3.1. Récit historique
La partie israélienne a mis en avant la suggestion d'un récit conjoint de la tragédie des réfugiés palestiniens.
La partie palestinienne a discuté de la narration proposée et des progrès significatifs ont été relevés ; toutefois un accord n'a pu être atteint dans la tentative d'établir une narration historique commune en vue du texte général.
3.2. Retour, rapatriement, réinstallation et réhabilitation
Les deux parties se sont engagées dans une discussion des modalités de la résolution du problème des réfugiés.
La partie palestinienne a réitéré l'affirmation que les réfugiés palestiniens devraient avoir le droit de retourner dans leur foyer en application de l'interprétation donnée par la résolution 194 de l'assemblée générale des nations-unies.
La partie israélienne a déclaré comprendre que le désir de retour, conformément à l'énoncé d'UNGAR 194, devrait être mis en actes à l'intérieur du cadre de l'un des programmes suivants :
A. Retour et rapatriement :
1. en Israël
2. dans les territoires remis à Israël dans le cadre d'un échange terri torial
3. dans l'Etat palestinien.
B. Réhabilitation et réinstallation :
1. Réhabilitation dans le pays d'accueil
2. Réinstallation dans un pays tiers.
Dans tous ces programmes, priorité devrait être accordée à la population palestinienne réfugiée au Liban.
La partie palestinienne a souligné que les options ci-dessus devraient faire l'objet du libre choix des réfugiés, et ne pas obérer leur droit à retrouver leur foyer, conformément à l'interprétation qu'elle fait d'UNGAR 194.
La partie israélienne, de manière informelle, a suggéré un programme d'absorption en quinze ans, comportant les trois pistes, programme qui a été discuté, mais non validé.
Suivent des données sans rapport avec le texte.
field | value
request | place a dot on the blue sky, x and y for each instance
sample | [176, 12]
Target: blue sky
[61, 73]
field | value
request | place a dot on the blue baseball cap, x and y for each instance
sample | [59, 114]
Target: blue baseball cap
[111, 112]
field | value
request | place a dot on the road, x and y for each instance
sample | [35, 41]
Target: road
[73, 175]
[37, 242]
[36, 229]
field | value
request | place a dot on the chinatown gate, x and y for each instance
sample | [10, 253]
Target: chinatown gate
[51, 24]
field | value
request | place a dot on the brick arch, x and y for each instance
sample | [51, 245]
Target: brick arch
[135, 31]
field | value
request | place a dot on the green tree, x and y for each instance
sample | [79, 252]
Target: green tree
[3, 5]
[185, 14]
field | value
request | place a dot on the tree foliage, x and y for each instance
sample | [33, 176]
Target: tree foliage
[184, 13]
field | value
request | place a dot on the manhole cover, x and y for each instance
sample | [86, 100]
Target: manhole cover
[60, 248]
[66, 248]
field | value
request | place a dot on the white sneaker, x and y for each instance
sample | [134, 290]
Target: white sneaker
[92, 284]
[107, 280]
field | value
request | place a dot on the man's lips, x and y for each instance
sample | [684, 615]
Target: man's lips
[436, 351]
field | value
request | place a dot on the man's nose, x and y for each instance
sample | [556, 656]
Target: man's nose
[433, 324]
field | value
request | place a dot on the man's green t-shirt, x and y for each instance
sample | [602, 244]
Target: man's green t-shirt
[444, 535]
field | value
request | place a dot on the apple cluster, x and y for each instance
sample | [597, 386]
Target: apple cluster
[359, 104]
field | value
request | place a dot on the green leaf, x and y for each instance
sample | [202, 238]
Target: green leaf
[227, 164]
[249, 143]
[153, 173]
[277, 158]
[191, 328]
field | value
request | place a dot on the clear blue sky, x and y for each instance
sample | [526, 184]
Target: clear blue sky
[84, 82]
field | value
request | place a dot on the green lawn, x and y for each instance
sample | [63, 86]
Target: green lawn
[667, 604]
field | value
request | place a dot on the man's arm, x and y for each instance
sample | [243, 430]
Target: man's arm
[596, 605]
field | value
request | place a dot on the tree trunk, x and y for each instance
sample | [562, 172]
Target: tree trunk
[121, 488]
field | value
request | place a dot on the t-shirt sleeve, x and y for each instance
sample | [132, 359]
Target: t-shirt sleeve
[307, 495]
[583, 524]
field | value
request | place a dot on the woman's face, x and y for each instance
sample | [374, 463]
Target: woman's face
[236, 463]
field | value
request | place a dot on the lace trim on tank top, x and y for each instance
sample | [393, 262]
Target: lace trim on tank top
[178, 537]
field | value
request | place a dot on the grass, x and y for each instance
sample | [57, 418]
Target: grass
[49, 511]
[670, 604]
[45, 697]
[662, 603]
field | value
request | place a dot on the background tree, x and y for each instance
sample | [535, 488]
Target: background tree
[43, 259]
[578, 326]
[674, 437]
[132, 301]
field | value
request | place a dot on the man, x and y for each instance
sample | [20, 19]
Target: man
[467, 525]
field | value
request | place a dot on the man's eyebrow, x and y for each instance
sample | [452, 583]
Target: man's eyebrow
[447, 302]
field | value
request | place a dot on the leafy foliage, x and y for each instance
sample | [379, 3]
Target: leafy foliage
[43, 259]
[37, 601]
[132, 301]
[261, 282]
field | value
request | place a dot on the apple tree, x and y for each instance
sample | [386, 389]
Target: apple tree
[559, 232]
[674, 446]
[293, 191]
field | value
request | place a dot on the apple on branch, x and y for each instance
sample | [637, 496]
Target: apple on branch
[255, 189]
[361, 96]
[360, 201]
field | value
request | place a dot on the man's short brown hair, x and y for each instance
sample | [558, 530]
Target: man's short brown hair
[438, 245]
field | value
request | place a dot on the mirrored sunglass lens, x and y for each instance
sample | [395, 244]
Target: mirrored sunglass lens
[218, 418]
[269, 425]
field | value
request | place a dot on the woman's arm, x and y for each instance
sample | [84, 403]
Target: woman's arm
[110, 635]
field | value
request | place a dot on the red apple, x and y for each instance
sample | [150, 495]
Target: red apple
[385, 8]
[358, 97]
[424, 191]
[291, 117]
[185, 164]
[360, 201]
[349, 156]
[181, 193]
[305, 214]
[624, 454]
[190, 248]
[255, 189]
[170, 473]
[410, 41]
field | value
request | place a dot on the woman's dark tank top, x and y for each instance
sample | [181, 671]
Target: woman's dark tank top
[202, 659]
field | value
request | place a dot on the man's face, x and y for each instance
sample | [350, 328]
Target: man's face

La première piste fait référence à l'absorption en Israël. Il n'y a pas eu d'accord sur un contingent déterminé, mais un document non-papier faisait référence à 25 000 personnes au cours des trois premières années de ce programme (le nombre de 40 000 réfugiés, sur les cinq premières années, non consigné dans le non-papier, a été évoqué verbalement).
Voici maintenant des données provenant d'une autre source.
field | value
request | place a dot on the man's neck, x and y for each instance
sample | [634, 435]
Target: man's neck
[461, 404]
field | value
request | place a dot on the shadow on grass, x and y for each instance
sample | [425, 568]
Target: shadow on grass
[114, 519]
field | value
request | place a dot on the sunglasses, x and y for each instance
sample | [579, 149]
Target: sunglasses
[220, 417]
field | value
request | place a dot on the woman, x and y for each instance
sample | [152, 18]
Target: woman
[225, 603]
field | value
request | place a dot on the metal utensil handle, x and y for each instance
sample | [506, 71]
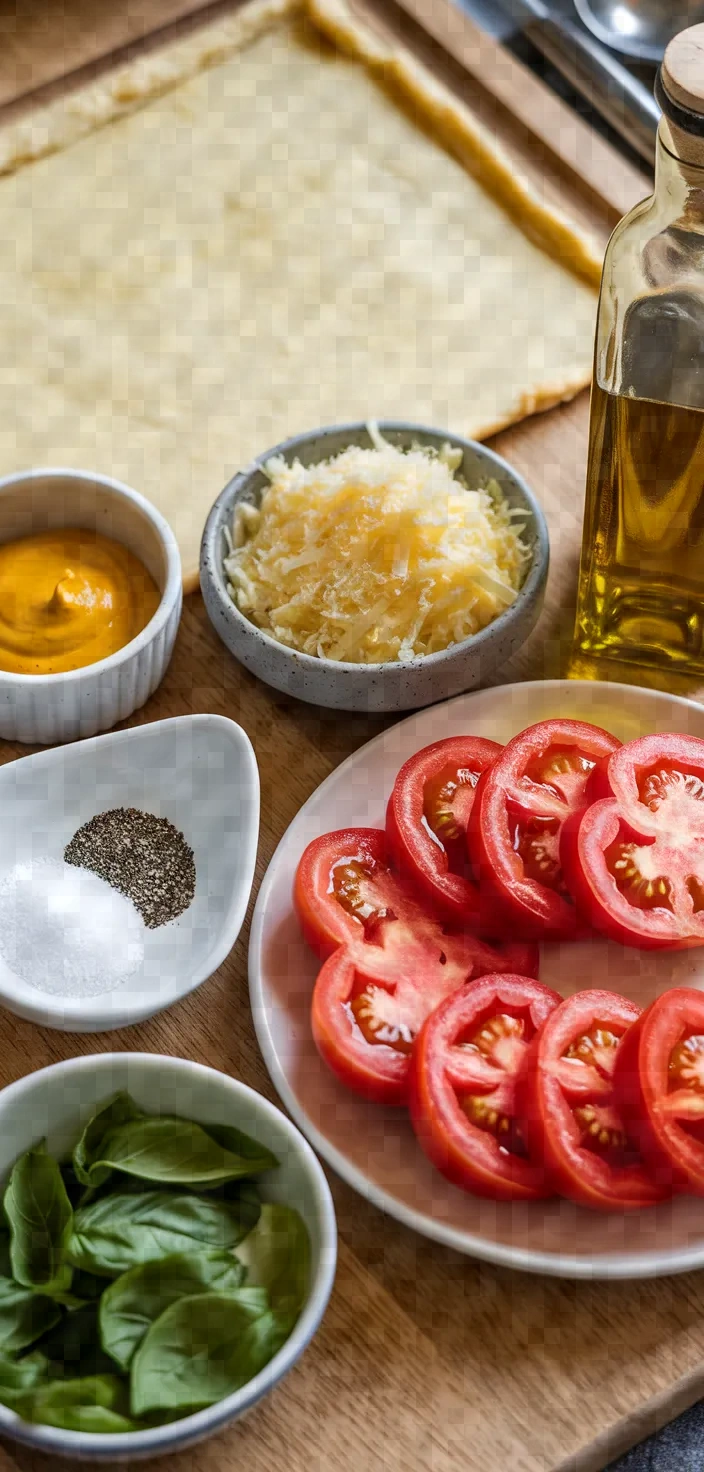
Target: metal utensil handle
[601, 78]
La seconde piste fait référence à l'absorption de réfugiés palestiniens sur le territoire israélien destiné à être transféré à la souveraineté palestinienne,
et la troisième fait référence à l'absorption de réfugiés dans le cadre d'un plan de rapprochement familial.
La partie palestinienne n'a avancé aucun chiffrage, mais a déclaré que les négociations ne sauraient débuter sans que les Israéliens ne fassent une offre de départ. Elle a maintenu que l'acceptation par Israël du retour des réfugiés ne devrait en aucun cas se faire au détriment de programmes existant à l'intérieur d'Israël, tel celui du rapprochement familial.
3.3 Compensation
Les deux parties sont convenues de la création d'une Commission internationale et d'un Fonds international constituant un mécanisme permettant de traiter les compensations sous tous leurs aspects. Elles sont convenues que les compensations «modiques» devraient être versées aux réfugiés concernés par la procédure «rapide», les réclamations de compensations pour les pertes immobilières inférieures à un certain montant devant faire l'objet de cette procédure «accélérée».
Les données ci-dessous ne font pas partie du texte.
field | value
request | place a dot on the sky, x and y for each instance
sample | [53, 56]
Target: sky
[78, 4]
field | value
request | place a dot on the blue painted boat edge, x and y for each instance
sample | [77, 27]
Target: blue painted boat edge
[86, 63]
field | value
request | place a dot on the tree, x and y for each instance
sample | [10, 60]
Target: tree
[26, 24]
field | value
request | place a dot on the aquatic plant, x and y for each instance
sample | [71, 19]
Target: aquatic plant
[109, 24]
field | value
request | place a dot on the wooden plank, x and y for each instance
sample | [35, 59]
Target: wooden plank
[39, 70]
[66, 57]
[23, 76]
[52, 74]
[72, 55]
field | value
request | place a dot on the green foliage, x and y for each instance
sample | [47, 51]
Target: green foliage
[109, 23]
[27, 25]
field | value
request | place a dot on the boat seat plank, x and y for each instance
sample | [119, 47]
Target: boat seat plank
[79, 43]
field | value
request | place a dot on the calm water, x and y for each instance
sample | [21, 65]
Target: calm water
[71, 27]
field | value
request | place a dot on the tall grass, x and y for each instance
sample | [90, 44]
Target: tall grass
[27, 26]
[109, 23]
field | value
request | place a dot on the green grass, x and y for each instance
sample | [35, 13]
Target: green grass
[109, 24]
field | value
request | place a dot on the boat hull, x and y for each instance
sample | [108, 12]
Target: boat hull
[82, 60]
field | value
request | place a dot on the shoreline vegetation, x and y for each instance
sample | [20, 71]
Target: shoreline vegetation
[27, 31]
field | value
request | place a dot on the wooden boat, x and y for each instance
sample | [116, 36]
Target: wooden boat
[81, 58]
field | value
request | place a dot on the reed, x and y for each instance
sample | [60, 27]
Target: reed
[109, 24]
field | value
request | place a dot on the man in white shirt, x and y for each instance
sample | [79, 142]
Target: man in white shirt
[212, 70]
Des progrès ont été enregistrés également dans le domaine des compensations par Israël des pertes matérielles, des terres et des capitaux expropriés, y compris un agrément sur un paiement engagé sur un fonds global israélien ou une somme forfaitaire à discuter qui devrait être versée par Israël au Fonds international.
D'après la partie israélienne, ce montant devrait être calculé en fonction d'une étude macro-économique destinée à évaluer les biens concernés afin d'en calculer une valeur actuariée objective.
La partie palestinienne, toutefois, a déclaré que cette somme devrait être calculée sur la base des relevés de l'UNCCP, l'Hypothèque des Propriétaires Absents et d'autres données idoines, en tenant compte d'un coefficient permettant de parvenir à une actualisation équitable.
3.4 L'UNRWA
Les deux parties sont convenues du fait que l'UNRWA devrait être progressivement mise en extinction en fonction d'un calendrier de cinq ans accepté d'un commun accord.
La partie palestinienne a ajouté la possibilité que cette période soit susceptible d'être prorogée, de manière à s'assurer que ce délai s'impose bien aussi à la mise en application des autres aspects de l'accord relatif aux réfugiés, ainsi qu'avec l'extinction du statut de réfugié pour les Palestiniens dans les divers endroits où ils vivent en exil.
3.5 Anciens réfugiés juifs
La partie israélienne a exigé que le problème des compensations à allouer à des juifs anciens réfugiés de pays arabes soit reconnu, tout en admettant que cela ne relève pas de la responsabilité des Palestiniens ni d'une responsabilité bilatérale.
La partie palestinienne a réaffirmé que cela ne saurait faire l'objet d'un accord bilatéral palestino-
israélien.
3.6 Restitutions
La partie palestinienne a soulevé la question de la restitution des biens des réfugiés.
La partie israélienne a rejeté toute restitution.
3.7 Fin des réclamations
La question de la fin des réclamations a été discutée, et il a été suggéré que la mise en application de l'accord devrait constituer une mise en application complète et définitive d'UNGAR 194 et, du même coup, entraîner l'échéance de toute réclamation.
4. La Sécurité
4.1 Les stations d'alerte avancée
La partie israélienne a exigé de disposer de trois stations d'alerte avancée en territoire palestinien.
La partie palestinienne s'était déclarée prête à accepter le fonctionnement permanent de stations d'alerte avancée (sur son territoire), mais soumis à certaines conditions.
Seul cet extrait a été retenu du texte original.